The second challenge that hyper-convergence solves is that it fundamentally tears down silos within a business. As with any disruptive technology, its implementation is no longer a technology-only discussion, it becomes a people and process transformation, and sadly people resist change when they feel threatened. Hyper-convergence demolishes the silos that are often created within a company’s IT department and empowers the virtualisation administrator to become the “network guy” and the “storage guy”. This means that the business can consume the virtual machine at the same speed that they could procure it from a public cloud provider. Concepts such a RAID, LUN masking and zoning of the storage inside the device no longer exist, so these resources within the business can be redeployed to alternative projects which greatly reduces operational costs within a business. This is a fundamental shift as the software is driving the hardware, making the solution infinitely scalable. This now enables companies to reach the nirvana state of deploying a software-defined data centre.

As a rule, managing infrastructure can be boring and quite unfulfilling, but fortunately hyper-convergence addresses this issue as essentially, the form factor has been condensed from the traditional three-tier architecture into a single 1U or 2U appliance.
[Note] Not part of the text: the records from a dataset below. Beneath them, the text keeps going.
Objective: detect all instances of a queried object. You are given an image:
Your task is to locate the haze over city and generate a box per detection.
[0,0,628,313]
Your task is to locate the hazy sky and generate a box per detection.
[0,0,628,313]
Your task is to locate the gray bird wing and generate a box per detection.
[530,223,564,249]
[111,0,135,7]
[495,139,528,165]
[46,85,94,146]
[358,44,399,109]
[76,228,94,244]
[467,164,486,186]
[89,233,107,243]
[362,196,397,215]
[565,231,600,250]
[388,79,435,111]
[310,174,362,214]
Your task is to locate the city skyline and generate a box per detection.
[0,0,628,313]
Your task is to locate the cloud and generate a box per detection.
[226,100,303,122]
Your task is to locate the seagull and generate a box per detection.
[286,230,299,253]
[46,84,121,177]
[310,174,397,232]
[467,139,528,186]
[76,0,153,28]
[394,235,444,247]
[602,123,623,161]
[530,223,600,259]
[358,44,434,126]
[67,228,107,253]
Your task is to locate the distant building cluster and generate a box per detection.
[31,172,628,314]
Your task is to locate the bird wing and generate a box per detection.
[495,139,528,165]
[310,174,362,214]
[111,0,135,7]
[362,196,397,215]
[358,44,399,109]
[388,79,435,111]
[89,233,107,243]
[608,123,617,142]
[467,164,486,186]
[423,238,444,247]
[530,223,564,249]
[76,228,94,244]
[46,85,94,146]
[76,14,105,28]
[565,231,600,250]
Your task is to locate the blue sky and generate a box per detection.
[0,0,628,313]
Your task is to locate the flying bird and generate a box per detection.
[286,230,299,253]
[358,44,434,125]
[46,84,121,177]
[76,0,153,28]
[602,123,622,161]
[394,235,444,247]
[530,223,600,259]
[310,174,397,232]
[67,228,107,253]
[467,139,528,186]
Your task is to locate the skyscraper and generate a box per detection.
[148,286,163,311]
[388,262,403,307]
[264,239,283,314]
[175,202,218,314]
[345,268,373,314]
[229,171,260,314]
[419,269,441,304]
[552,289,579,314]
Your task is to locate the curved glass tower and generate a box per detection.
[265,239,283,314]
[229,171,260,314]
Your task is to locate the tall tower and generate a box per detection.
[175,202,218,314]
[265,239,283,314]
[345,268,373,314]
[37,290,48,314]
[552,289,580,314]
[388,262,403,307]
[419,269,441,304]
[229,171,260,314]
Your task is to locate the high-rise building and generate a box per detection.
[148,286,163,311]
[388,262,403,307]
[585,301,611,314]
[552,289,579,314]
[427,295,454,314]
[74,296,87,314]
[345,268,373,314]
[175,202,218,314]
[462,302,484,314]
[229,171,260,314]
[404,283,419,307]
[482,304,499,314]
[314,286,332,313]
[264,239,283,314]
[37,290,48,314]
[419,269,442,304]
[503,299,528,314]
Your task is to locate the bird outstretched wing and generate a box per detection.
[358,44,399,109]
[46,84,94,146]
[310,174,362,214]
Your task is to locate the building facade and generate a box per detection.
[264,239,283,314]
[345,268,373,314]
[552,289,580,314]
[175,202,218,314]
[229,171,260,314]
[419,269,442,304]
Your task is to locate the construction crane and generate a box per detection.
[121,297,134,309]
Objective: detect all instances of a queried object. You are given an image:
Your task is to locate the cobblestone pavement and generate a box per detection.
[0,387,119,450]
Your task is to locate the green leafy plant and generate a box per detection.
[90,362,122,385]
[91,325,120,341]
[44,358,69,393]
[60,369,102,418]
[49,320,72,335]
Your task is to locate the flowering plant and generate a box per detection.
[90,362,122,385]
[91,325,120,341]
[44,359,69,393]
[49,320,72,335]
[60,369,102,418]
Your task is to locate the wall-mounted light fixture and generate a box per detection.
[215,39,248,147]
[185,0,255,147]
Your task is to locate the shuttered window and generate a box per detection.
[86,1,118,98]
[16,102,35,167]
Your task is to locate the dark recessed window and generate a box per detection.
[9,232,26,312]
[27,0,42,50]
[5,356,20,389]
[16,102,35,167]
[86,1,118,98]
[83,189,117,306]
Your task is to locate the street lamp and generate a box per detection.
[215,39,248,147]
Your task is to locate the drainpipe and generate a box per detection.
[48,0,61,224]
This means that the software can now interact directly with the underlying hardware without ever needing to leave the chassis – the virtual machine performance is operating at a speed that has never been experienced before.

In the past when virtualisation was developed in the traditional way of deploying infrastructure, it didn’t take into account the legacy NAS and SAN storage subsystems, something that became the bottleneck of any virtualised deployment, especially in the deployment of a Virtual Desktop Infrastructure (VDI). The general solution to this poorly-performing environment was to throw more fabric interconnects at it, or deploy a full flash array which proved to be complex and expensive. This also didn’t bring a permanent solution to the problem either and so the cycle of deploying larger flash arrays just kept repeating itself.

Looking at the traditional “cloud pyramid”, the foundation of this is Infrastructure-as-a-Service, the middle part is Platform-as-a-Service, and the very top part is Software-as-a-Service. As one moves up the value chain of the pyramid, so business value is increased. Cloud only makes sense at the PAAS and SAAS layer, but they are reliant on the underlying IAAS layer. Hyper-convergence once again leaps to the fore as it provides a robust foundation in a self-healing, easily scalable way.

Thus, the question of the moment is, if you are not deploying hyper-converged systems in your own data centres, what are you doing? The recent listing of one of the major hyper-converged companies was met incredibly well by the market, showing that it is ready to embrace the technology and that now is the time to jump onto the wave.